Although the percentage of Canadians using new financial technology has doubled over the past 18 months, Canada lags much of the rest of the world in adopting services offered by online providers.
Startup companies – commonly referred to as "fintech" providers – are offering clients financial-service products that are generally more cost-effective and easier to access than traditional bank offerings, such as online loan lenders, robo-advisers and digital-payment providers.
In Canada, only 18 per cent of digitally active Canadians have used two or more fintech services in the past six months, compared with 33 per cent globally, according to Ernst & Young LLP's FinTech Adoption index. And while the Canadian rate has almost doubled from 8 per cent in 2015, Canada remains in the bottom of world rankings along with Japan and Belgium.
China has the highest adoption rate at 69 per cent, while India and Britain are close behind with 52 per cent and 42 per cent, respectively.
But there's a good reason for the slow uptake of fintech within the Canadian market, says Ron Stokes, EY Canada's fintech leader.
"Canada went through a very different experience after the financial crisis in 2008," Mr. Stokes said in an interview with The Globe and Mail. "In other countries, consumers – due to the financial crisis – were not happy with their traditional financial players, and therefore an opportunity opened up for these fintech companies to offer products that satisfied the consumers at that point and time. Whereas in Canada, the Canadian banks weathered the financial crisis without a lack of consumer confidence."

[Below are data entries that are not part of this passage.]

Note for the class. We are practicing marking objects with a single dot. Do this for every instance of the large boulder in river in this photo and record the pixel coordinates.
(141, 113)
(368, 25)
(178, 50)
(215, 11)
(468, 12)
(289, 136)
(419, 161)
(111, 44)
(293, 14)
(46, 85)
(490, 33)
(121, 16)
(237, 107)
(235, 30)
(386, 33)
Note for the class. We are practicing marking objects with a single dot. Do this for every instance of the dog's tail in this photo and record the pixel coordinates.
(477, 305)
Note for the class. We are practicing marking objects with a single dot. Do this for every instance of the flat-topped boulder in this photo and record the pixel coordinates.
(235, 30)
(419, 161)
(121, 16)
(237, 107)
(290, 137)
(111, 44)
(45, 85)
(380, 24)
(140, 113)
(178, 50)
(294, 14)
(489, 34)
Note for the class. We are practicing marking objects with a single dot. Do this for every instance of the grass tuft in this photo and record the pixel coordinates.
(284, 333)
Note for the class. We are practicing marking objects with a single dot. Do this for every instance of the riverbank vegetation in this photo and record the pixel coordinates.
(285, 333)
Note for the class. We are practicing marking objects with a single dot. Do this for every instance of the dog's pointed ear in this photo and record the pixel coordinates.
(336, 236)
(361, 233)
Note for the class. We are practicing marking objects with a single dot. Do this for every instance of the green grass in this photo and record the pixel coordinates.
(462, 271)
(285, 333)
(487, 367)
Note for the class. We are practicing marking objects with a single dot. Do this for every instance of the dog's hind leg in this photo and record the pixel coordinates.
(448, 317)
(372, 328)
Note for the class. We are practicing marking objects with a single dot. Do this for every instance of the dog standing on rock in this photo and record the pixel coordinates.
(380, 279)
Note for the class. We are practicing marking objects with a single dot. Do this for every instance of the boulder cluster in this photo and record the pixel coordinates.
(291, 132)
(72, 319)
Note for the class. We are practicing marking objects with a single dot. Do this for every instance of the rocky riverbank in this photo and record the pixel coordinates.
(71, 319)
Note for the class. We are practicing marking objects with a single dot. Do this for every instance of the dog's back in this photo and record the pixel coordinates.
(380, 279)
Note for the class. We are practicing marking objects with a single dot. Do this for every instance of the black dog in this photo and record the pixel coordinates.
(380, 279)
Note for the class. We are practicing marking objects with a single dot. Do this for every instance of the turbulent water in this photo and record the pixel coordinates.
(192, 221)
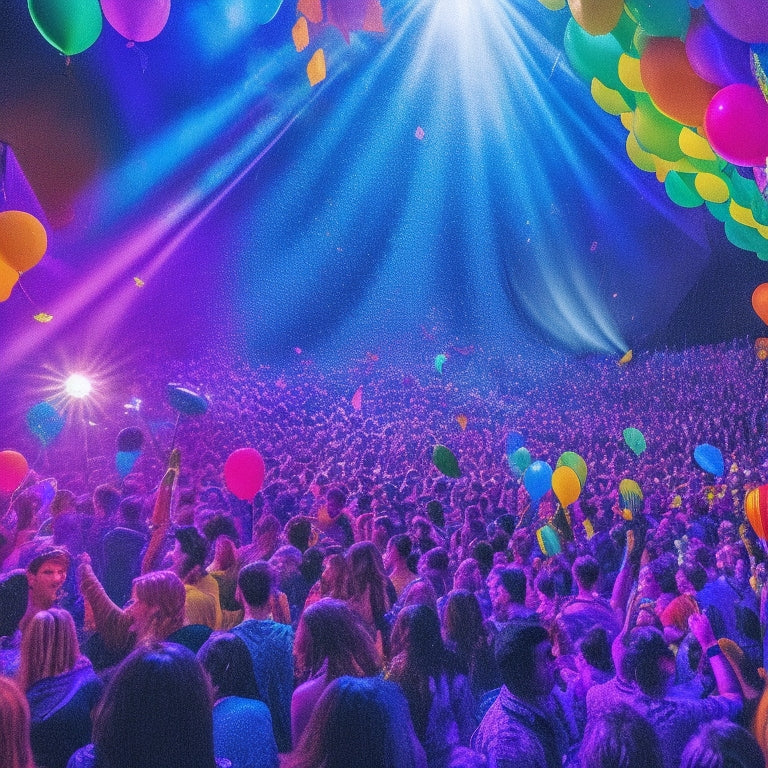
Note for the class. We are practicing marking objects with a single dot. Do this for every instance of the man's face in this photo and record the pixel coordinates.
(45, 585)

Lack of awareness is cited as the number one reason Canadians haven't been using fintech businesses. But that is expected to change, Mr. Stokes said. Twenty-two per cent of survey respondents reported they had not heard of any fintech company – significantly fewer people than the 49 per cent from two years ago.
"Due to the strength of the banking sector in Canada, partnerships are growing between banks and fintechs to boost their digital capabilities," says Mr. Stokes. "Banks are now looking for faster and easier ways to boost their digital capabilities. As awareness increases, so will the adoption rates, which we expect to hit the global average in the foreseeable future."

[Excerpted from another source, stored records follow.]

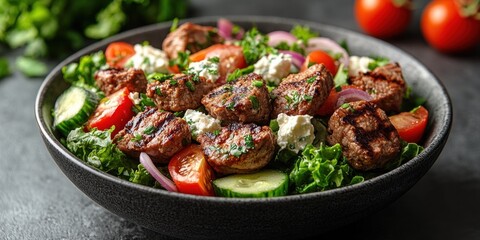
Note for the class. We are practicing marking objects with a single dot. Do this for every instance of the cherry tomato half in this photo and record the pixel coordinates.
(190, 171)
(230, 56)
(411, 125)
(114, 110)
(445, 29)
(117, 53)
(317, 57)
(383, 18)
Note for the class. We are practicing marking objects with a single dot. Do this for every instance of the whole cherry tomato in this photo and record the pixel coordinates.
(383, 18)
(448, 28)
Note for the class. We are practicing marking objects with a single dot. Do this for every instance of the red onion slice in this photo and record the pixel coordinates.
(225, 29)
(166, 183)
(327, 44)
(351, 95)
(297, 58)
(276, 37)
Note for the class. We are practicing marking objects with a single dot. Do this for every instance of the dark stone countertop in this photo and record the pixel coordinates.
(38, 202)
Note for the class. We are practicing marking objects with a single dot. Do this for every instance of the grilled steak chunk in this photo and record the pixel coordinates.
(113, 79)
(179, 92)
(302, 93)
(385, 84)
(238, 148)
(246, 100)
(159, 134)
(367, 137)
(190, 37)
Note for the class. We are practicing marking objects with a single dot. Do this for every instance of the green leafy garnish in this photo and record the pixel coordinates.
(322, 168)
(255, 45)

Mr. Stokes says the rise of adoption rates will be driven primarily by money transfers and payments fintechs – such as smart phone payments at checkouts – and insurance.
But while Canadians banks have been slower to embrace fintech partners, consumer expectations in other fields have quickly evolved to include faster, online offerings, such as online-cable provider Netflix and ride-hailing application Uber. As a result, the banks are now enhancing the resources they dedicate to fintech.
Last month, Royal Bank of Canada acquired Wiser Investments, a Toronto-based financial-technology firm, and launched an in-house innovation lab with its asset management division, RBC Global Asset Management (RBC GAM). The lab will partner closely with RBC experts in digital technology, analytics and machine learning as it develops tools that will help enhance the experience and outcomes of investors and advisers.
Among the other big banks, Canadian Imperial Bank of Commerce has partnered up with Thinking Capital Inc. for online small-business loans, Bank of Nova Scotia has struck a similar deal with Kabbage Inc. and Toronto-Dominion Bank turned to Movencorp Inc. for its MySpend budgeting app. As well, a number of credit unions have turned to Grow Financial Inc. for online lending services.
Financial behemoth Power Corp. of Canada has focused heavily on Canada's fintech space – recently announcing it has set aside $250-million to spend on fintech companies. Before that announcement, it had already invested $100-million in roboadviser Wealthsimple, as well as other fintech providers such as mobile application Koho, online lender Borrowell and business lender Clearbanc. and heath-care benefits provider League.